This paper develops a theory of distribution- and time-uniform asymptotics, culminating in the first large-sample anytime-valid inference procedures that are shown to be uniformly valid in a rich class of distributions. Historically, anytime-valid methods -- including confidence sequences, anytime $p$-values, and sequential hypothesis tests -- have been justified nonasymptotically. By contrast, large-sample inference procedures such as those based on the central limit theorem occupy an important part of statistical toolbox due to their simplicity, universality, and the weak assumptions they make. While recent work has derived asymptotic analogues of anytime-valid methods, they were not distribution-uniform (also called \emph{honest}), meaning that their type-I errors may not be uniformly upper-bounded by the desired level in the limit. The theory and methods we outline resolve this tension, and they do so without imposing assumptions that are any stronger than the distribution-uniform fixed-$n$ (non-anytime-valid) counterparts or distribution-pointwise anytime-valid special cases. It is shown that certain ``Robbins-Siegmund'' probability distributions play roles in anytime-valid asymptotics analogous to those played by Gaussian distributions in standard asymptotics. As an application, we derive the first anytime-valid test of conditional independence without the Model-X assumption.

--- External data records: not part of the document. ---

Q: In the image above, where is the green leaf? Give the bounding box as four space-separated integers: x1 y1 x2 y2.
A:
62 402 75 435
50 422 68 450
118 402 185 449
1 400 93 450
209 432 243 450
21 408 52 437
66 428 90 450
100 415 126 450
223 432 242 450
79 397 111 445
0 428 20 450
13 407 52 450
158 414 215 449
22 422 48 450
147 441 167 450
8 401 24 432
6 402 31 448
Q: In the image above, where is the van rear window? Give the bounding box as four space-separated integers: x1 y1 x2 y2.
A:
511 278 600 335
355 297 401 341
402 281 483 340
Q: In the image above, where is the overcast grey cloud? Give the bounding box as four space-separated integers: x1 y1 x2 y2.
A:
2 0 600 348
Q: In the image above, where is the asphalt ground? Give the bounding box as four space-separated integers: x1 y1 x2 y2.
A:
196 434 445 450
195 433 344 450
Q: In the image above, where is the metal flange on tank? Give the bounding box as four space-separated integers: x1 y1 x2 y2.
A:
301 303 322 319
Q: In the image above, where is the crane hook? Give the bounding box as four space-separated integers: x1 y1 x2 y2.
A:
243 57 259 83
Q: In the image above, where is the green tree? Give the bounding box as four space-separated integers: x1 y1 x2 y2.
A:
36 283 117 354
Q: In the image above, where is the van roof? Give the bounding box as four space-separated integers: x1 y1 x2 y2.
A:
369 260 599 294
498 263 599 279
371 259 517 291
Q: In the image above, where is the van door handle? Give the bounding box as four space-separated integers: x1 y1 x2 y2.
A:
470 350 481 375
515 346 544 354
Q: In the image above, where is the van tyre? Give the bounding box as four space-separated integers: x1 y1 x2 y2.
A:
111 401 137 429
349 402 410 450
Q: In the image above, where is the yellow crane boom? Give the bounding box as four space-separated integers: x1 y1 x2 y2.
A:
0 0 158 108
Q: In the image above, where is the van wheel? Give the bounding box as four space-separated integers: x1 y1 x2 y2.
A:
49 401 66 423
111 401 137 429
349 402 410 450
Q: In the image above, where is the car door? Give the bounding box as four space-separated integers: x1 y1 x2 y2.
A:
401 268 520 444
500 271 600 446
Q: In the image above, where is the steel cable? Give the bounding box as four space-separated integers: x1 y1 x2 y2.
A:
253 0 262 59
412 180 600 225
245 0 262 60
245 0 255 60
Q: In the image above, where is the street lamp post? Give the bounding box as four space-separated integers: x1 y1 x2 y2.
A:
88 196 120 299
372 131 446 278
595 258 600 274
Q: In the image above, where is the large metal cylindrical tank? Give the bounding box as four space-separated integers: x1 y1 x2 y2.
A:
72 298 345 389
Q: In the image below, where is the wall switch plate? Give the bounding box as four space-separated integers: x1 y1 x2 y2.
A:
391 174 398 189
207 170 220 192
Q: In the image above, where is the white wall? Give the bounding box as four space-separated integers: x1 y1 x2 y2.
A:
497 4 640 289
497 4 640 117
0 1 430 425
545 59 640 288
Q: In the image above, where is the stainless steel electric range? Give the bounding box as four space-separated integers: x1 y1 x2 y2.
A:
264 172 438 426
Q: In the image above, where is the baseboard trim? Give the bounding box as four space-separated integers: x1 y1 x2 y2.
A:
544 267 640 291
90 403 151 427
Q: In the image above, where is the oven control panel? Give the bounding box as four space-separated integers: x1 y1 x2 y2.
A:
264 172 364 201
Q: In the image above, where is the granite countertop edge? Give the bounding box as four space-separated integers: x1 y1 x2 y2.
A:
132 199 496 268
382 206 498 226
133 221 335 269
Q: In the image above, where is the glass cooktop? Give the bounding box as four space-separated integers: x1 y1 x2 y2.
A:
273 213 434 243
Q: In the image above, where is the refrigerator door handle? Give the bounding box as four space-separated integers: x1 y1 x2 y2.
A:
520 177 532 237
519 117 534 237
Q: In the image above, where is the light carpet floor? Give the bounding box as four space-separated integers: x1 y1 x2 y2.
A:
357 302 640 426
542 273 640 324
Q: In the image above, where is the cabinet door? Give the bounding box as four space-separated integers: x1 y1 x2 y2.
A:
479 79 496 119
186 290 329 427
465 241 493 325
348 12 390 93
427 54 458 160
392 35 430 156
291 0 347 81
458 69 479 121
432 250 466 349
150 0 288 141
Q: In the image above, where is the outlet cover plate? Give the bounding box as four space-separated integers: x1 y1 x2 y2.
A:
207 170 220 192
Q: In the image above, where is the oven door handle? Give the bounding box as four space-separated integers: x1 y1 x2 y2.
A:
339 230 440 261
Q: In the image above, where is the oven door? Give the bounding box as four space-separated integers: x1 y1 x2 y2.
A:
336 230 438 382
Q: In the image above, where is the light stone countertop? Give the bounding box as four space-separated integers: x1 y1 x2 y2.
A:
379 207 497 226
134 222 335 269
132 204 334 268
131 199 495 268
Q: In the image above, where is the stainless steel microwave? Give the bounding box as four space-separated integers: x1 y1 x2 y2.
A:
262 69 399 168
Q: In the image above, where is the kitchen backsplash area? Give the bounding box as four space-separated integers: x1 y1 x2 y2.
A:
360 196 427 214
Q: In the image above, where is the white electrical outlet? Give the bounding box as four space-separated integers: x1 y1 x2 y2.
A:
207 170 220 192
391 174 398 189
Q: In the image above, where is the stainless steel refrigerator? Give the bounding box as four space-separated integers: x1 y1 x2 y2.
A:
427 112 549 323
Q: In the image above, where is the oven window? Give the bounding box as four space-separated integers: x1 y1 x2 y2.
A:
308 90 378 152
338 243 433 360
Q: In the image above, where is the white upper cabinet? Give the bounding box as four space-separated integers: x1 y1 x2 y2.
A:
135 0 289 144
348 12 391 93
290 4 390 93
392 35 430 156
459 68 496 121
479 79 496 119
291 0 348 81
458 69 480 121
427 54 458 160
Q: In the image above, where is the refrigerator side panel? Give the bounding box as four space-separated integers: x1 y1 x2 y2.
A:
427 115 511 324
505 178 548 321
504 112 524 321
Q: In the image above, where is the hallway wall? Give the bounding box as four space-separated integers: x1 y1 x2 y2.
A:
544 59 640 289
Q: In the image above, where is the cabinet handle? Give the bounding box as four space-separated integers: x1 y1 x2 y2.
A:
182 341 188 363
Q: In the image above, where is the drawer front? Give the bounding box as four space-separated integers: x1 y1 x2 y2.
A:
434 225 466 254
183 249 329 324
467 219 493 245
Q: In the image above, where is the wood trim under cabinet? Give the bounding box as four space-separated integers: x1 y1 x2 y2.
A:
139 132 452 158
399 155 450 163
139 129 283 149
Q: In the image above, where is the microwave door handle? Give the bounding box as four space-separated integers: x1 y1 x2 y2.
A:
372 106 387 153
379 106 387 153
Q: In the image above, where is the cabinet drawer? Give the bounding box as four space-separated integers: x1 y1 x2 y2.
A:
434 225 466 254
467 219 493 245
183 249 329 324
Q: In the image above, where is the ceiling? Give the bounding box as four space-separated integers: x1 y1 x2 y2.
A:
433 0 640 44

翻译：本文发展了分布与时间一致性的渐近理论，最终构建出首个被证明在丰富分布类中具有一致有效性的大样本任意时间有效推断方法。历史上，任意时间有效方法——包括置信序列、任意时间$p$值与序贯假设检验——均通过非渐近论证获得理论支撑。相比之下，基于中心极限定理的大样本推断方法因其简洁性、普适性及所需假设较弱，始终占据统计学工具箱的重要地位。尽管近期研究已推导出任意时间有效方法的渐近类比形式，但这些方法不具备分布均匀性（亦称\emph{诚实性}），意味着其第一类错误在极限情况下可能无法被期望水平一致上界控制。本文阐述的理论与方法解决了这一矛盾，且未施加比分布均匀的固定样本量（非任意时间有效）对应方法或分布逐点任意时间有效特例更强的假设。研究证明，某些“Robbins-Siegmund”概率分布在任意时间有效渐近理论中扮演的角色，类似于高斯分布在标准渐近理论中的角色。作为应用，我们首次在不依赖Model-X假设的前提下推导出条件独立性检验的任意时间有效方法。